んで賢者、高慢ちきが多いのと何より絶滅危機種かっつーぐらい個体が少なく保護対象となっているため滅多にお目にかかれないらしい。
いやまあ勇者ほどじゃないんだけど。
「あー何話してたんだっけか? あー魔法だ魔法、脱線しまくってるな」
こんだけだらだら話して何が言いたいかって……魔法習得無理ぽいです、てへ。
「洒落になんねー、無理ぺー、つーか、死ねるぜ」
動物性タンパクなんて当分くってねーなーと夜空に嘆く、カラスは復讐が恐ろしいから手を出さないしキノコマンとか中間すぎて食いたくない。
「誰が考えたんだよあんな万博不思議生命展、植物っぽいくせに肉っぽい感じ、毒持ってるし良いとこねえよ。スライムとか噛り付いたら舌に吹き出物がぶつぶつ出やがるし」
あれには本当に参った、元々ある舌のざらざらの上に数の子みたいな感触の密集体ができて、さらに悪いことに高熱にうなされること二日間。

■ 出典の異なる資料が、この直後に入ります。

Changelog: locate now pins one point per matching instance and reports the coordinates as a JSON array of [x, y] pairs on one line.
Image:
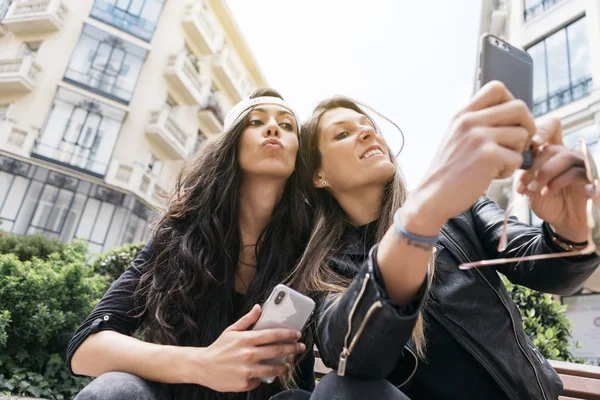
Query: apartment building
[[100, 103]]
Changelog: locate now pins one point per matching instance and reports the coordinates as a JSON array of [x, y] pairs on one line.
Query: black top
[[116, 312]]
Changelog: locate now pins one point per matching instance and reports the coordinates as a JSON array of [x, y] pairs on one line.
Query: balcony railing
[[202, 30], [135, 179], [539, 8], [134, 24], [16, 140], [184, 79], [18, 74], [210, 117], [563, 96], [166, 133], [228, 68], [35, 16]]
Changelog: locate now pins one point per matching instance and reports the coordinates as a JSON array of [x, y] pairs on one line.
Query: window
[[36, 200], [588, 134], [137, 17], [562, 68], [80, 133], [533, 8], [106, 64]]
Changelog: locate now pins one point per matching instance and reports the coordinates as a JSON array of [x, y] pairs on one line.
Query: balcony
[[16, 140], [539, 8], [202, 30], [35, 16], [18, 74], [230, 71], [210, 117], [133, 178], [184, 79], [563, 96], [164, 132]]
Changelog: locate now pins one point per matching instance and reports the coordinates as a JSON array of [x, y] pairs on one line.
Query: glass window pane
[[86, 223], [106, 63], [29, 207], [44, 207], [14, 198], [558, 65], [579, 51], [80, 132], [102, 223], [540, 90]]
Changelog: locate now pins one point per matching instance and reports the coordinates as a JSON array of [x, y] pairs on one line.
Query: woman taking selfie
[[233, 229], [372, 244]]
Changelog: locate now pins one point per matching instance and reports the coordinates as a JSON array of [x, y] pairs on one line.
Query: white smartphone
[[285, 308]]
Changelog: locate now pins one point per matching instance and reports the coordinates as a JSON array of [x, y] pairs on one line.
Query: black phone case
[[514, 68]]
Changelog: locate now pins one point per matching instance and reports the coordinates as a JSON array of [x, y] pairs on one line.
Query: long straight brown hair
[[313, 274]]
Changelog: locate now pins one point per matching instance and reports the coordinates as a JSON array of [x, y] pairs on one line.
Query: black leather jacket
[[362, 334]]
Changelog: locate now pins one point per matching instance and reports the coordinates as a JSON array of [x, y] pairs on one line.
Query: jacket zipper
[[507, 309], [414, 369], [348, 349]]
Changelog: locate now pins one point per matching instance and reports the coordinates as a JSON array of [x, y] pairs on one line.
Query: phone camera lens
[[279, 297]]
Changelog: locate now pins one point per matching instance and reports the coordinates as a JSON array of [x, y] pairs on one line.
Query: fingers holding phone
[[235, 362]]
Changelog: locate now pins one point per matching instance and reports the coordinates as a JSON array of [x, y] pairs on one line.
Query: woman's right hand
[[485, 141], [233, 362]]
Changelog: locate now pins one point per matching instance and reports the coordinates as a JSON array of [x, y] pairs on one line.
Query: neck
[[363, 205], [258, 198]]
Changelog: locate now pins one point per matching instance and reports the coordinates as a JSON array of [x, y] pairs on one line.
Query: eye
[[287, 126], [341, 135]]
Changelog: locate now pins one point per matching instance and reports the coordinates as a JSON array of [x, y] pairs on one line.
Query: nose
[[271, 129], [366, 133]]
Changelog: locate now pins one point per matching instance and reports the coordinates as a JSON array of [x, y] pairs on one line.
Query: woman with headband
[[233, 228], [369, 259]]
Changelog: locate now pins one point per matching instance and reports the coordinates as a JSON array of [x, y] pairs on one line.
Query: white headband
[[240, 108]]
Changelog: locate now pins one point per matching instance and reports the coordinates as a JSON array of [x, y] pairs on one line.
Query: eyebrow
[[281, 112]]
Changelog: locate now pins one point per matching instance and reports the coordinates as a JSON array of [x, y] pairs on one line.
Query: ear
[[319, 178]]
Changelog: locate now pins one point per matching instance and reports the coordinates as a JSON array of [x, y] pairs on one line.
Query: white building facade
[[100, 103]]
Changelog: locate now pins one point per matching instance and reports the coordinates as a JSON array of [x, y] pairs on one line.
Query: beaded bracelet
[[429, 241]]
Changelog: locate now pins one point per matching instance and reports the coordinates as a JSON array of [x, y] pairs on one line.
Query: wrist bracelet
[[564, 243], [401, 231]]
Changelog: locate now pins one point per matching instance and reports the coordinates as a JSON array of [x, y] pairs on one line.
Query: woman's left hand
[[556, 184]]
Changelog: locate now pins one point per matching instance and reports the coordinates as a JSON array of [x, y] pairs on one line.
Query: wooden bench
[[581, 382]]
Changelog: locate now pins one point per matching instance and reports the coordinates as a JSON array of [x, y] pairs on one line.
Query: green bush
[[544, 322], [114, 262], [42, 302], [27, 247]]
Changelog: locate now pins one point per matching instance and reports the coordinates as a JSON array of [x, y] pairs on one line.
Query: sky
[[413, 61]]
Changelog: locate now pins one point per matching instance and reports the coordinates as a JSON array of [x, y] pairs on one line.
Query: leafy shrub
[[114, 262], [42, 302], [544, 322]]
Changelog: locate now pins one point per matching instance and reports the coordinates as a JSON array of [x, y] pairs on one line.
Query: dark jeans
[[123, 386]]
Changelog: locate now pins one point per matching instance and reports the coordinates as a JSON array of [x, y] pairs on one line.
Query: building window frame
[[577, 88], [125, 18]]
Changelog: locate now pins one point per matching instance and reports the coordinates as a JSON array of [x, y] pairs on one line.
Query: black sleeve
[[562, 276], [116, 310], [364, 327]]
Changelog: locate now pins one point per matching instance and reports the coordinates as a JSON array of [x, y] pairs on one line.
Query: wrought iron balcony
[[563, 96], [132, 177], [16, 140], [201, 28], [18, 74], [210, 117], [539, 8], [230, 71], [166, 134], [184, 79], [35, 16]]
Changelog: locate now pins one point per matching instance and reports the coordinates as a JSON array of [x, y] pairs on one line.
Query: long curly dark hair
[[186, 290]]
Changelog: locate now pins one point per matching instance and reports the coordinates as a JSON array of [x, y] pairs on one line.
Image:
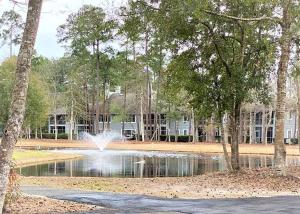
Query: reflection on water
[[143, 164]]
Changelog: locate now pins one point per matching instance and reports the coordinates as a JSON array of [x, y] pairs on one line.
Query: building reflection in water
[[127, 165]]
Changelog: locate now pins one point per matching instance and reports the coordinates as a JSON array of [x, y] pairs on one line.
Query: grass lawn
[[31, 157], [159, 146]]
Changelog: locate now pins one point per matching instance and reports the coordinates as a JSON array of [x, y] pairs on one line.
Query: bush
[[180, 138], [52, 136]]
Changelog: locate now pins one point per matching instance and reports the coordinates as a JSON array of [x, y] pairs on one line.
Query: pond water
[[112, 163]]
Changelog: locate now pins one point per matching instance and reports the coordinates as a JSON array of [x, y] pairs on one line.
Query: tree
[[17, 108], [85, 32], [37, 106], [289, 9], [211, 48], [11, 26]]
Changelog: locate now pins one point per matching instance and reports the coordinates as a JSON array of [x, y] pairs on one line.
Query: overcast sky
[[54, 13]]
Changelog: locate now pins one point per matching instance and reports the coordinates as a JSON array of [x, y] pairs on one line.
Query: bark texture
[[17, 108], [235, 123], [280, 151]]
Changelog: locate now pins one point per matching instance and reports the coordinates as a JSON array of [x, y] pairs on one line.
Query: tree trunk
[[298, 110], [193, 127], [224, 139], [41, 132], [263, 125], [235, 122], [35, 133], [280, 151], [17, 107], [124, 109], [176, 131], [71, 121], [142, 119], [97, 89], [268, 125]]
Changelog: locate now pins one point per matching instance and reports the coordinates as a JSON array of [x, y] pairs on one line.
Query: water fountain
[[103, 139]]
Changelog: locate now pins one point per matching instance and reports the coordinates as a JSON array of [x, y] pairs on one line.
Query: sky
[[54, 13]]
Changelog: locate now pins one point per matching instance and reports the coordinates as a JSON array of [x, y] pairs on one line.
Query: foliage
[[11, 26], [37, 107]]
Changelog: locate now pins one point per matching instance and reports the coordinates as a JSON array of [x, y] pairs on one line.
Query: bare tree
[[280, 151], [17, 108]]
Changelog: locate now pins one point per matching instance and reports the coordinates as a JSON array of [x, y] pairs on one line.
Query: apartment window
[[290, 115], [289, 134], [131, 118], [60, 129], [163, 119], [258, 118], [107, 118], [128, 133], [185, 119]]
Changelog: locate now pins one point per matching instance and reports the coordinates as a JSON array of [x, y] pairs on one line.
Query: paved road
[[122, 203]]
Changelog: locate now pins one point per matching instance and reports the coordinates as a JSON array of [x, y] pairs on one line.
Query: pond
[[131, 164]]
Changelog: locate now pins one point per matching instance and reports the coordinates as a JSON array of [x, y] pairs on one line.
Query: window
[[289, 134], [290, 115], [185, 119], [60, 129], [131, 118], [128, 133], [107, 118], [258, 118], [163, 119]]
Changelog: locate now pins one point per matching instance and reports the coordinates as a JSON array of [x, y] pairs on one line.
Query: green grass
[[30, 154]]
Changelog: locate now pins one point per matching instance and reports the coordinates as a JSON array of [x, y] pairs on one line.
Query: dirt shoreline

さらにゲエゲエ吐いてせっかく詰め込んだ草が胃の中から消え去り胃液まで出し尽くす始末。

それだけならまだ良かったが悪いことはかさなるもんで下のほうも壊れた蛇口みたいに噴き出し脱水症状一歩手前。
いやぶっちゃければ重度のになってたんだけどな、干物だ干物。
まあそれでも死なないのが勇者の定め、パラメーター異常が長く続いてたせいもあって筋力と体力が衰えたのもご愛敬。
魔法なし武器なし知恵なし、けれども体は頑丈……だと思いたい、わりと元気じゃないけど今日も生きてます、と。
「つーかなんで魔王襲ってこないんだ?今の段階でフルボッコにしたら立ち向かってくる馬鹿は居ないだろうに……」
勇者を放置することは最悪自らを滅ぼすことに繋がる、ならその災厄の目をサクッと摘むに限る。
というか人類掃討を謳いながらなぜ圧倒的物量を誇る魔王軍を動かさない?
軍産複合体が裏で戦争を継続させている陰謀論、なんてものがあるなら分かりやすいがこれは不可解すぎる。
そんなものがあるなら勇者や魔王なんていう不確定要素があってもらった困るはずだ。

「ルビスってどこの祠に居たんだっけか、あれ?あれって四作目か?ちくしょう、なんでここまで覚えてないんだよ……」
自分の知識の何が正しく何が間違っているのか、それすら分からないのだ。
魔法がぽんぽん使えるファンタジーに自分の常識が屈伏している。
「いいや待て、金になりそうなことを思いついたぞ俺、そうだよ、ファンタジーだ、産業革命も起きてないんだ、チャンスは幾らでも転がってるじゃないか!」
え!?金がない!?借りれば良いじゃないの!!
子供じゃねーか!?無理!?d
「……現実味がないな、蒸気機関の仕組みは分かるがあんなもん作れるかよってんだ」
熱効率が半端なく悪くさらに強度がなくボロっちいのならイケそうだけどな、とぼやく。話が平行線だ……つーか誰と話してるんだよ俺。